Mursi’s opponents, supporters clash on eve of divisive referendum
About 13 people were injured after clashes between opponents and supporters of Egyptian President Mohammed Mursi in the Mediterranean city of Alexandria, Reuters reported on Friday.
To disperse stone-throwing clashes between Islamists and opposition protesters in Alexandria Friday on the eve of a highly charged referendum on a new constitution, Egyptian police fired tear gas.
There was no immediate word on any casualties but witnesses told AFP street violence was continuing in Egypt’s second-biggest city despite police efforts to restore order.
Al Arabiya correspondent also reported late Friday that protesters against President Mursi were attacked in the eastern province of Bour Saeed.
Tensions have been running high over the referendum, which is being held over two successive Saturdays, after weeks of protests and violence between the rival camps in Cairo that killed eight people and injured hundreds last week.
Both sides were holding further rallies in Cairo on Friday.
A pro-constitution demonstration organized by the Muslim Brotherhood backing Mursi gathered more than 2,000 people.
Egypt’s mainly secular opposition has slammed the draft charter as divisive and a possible attempt by Islamists to introduce Islamic law.
“Insistence on referendum in an explosive, polarized, chaotic & lawless environment is leading country to the brink,” opposition National Salvation Front leader Mohamed ElBaradei said on his Twitter feed.
The Front has said it could yet call a boycott if its “deep concern” over the referendum's fairness turns out to be founded.
Egyptians are to start deciding Saturday whether to adopt a new constitution backed by Islamists including Mursi, or reject it as urged by the opposition, which claims the new charter does not represent all Egyptians.
The United States Thursday urged Mursi to lead efforts to forge a consensus before, during and after the referendum.
State Department spokeswoman Victoria Nuland said Washington was urging “Egypt’s political leaders of all stripes to make clear to their supporters that violence of any kind during this polling is unacceptable.”
“At the same time, we call on President Mursi, as the first democratically elected leader of Egypt, to lead the effort before, during and after the voting to continue to try to build a national consensus.”
Since the announcement of the referendum date, supporters and opponents of the draft constitution campaigned to influence people’s decisions ahead of the vote scheduled on Dec. 15.
Leaders exchange accusations
On the eve of the referendum, figures from the two divided camps exchanged accusations.
Samih Ashour, head of Egypt’s lawyer syndicate, and member of the umbrella opposition group, the National Salvation Front, warned that the Brotherhood’s Freedom and Justice Party will rig the referendum vote.
Meanwhile, general guide of the Muslim Brotherhood, Mohammed Badee, described opponents of the draft constitution as “followers” of the toppled regime of Hosni Mubarak.
But founder of the Constitution Party and member of the National Salvation Front, Mohammed al-Baradei, called on Salafists and members of the Muslim Brotherhood to have dialogue over the controversial constitution and advised that different opinions must be respected.

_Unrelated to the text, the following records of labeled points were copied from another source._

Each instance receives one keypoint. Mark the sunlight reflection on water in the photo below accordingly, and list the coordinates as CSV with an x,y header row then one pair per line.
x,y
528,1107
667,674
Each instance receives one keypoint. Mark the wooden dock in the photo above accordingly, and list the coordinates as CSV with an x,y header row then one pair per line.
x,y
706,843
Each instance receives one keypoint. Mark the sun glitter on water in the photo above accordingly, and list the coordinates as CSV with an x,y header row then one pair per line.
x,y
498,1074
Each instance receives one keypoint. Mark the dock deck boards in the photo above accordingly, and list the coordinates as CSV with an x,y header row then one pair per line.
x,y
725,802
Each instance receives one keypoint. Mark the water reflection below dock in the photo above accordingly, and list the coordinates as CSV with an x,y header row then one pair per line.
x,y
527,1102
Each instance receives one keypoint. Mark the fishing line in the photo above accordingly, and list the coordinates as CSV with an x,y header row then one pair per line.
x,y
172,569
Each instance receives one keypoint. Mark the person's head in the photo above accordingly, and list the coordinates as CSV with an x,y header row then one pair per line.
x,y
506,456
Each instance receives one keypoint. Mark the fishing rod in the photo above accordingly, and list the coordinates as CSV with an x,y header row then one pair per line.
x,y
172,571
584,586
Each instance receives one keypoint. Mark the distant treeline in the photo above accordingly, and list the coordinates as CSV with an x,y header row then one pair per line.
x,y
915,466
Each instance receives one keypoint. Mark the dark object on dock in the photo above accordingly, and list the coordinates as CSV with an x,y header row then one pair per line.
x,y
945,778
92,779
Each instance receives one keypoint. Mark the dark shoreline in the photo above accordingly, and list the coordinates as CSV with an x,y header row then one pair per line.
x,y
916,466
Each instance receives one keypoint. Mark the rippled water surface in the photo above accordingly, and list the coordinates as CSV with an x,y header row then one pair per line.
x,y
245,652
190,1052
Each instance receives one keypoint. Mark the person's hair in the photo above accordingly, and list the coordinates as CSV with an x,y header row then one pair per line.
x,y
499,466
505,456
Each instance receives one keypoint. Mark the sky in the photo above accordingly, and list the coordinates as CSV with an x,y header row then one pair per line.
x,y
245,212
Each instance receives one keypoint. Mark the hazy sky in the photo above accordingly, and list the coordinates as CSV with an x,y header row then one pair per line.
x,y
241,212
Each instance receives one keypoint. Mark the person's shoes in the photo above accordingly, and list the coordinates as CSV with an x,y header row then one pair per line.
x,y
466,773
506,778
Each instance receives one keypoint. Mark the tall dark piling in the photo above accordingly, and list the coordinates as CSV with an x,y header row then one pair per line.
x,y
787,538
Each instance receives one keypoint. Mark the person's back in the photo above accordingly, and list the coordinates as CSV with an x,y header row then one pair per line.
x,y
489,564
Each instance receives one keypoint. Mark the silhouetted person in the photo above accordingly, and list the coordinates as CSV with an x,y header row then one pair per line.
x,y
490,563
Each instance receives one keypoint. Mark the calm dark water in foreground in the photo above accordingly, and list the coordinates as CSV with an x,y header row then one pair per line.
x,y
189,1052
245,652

Voters in the biggest cities of Cairo and Alexandria and eight other governorates will cast their ballots on Saturday. A week later, on Dec. 22, the other half of the country will go to the polls.
Mursi ordered the split vote because many judges are refusing to oversee the plebiscite in protest.
“It’s you who will pay the price if you vote yes. No to the constitution,” said an online campaign advertisement by an opposition group called April 6.
The pro-referendum camp released videos with a song whose lyrics say: “This constitution is not too bad, it was written by a committee of heroes.”
It also has supporters holding “Yes to the constitution” placards along main roads.
Analysts said the proven ability of the Muslim Brotherhood to promote its views at the ballot box could well see the draft constitution adopted, though that was not certain.